Document Type

Book Review

Publication Date

Summer 7-7-2023

Abstract

Amitav Ghosh, a celebrated author of fiction and nonfiction, earned a doctorate in social anthropology from Oxford. In this iteration of his nonfiction oeuvre, Ghosh’s mapping of the historical entanglement of human rights abuses and environmental exploitation is framed upon the pillars of postcolonialism and posthumanism. Many of the processes he writes about in his acclaimed book The Nutmeg’s Curse: Parables for a Planet in Crisis overlap with the interests of Human Ecology readers. Chapters 4 “Terraforming,” 5 “We Shall be Gone Shortly,” and 6 “Bonds of Earth” may feel familiar to students of environmental histories and aficionados of Alfred Crosby and William Cronon.

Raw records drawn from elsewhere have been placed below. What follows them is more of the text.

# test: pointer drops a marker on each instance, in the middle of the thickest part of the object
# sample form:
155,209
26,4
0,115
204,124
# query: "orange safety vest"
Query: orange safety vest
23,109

In these chapters Ghosh shows how colonial violence occurred in parallel fashion in the Bandas and the Americas through variations on colonizers’ erroneous terra nullius misperceptions, the egotism of human exceptionalism, anthropogenic ecological change, biological warfare, usurpation and commodification of natural resources, hijacking of local trade networks, and more.Ghosh traces the history of the trade in nutmeg and other spices from the first Dutch contact with and subsequent brutal colonization of the Banda Islands of Indonesia in the first quarter of the seventeenth century and draws illuminating parallels with the contemporary social and environmental histories of the Americas.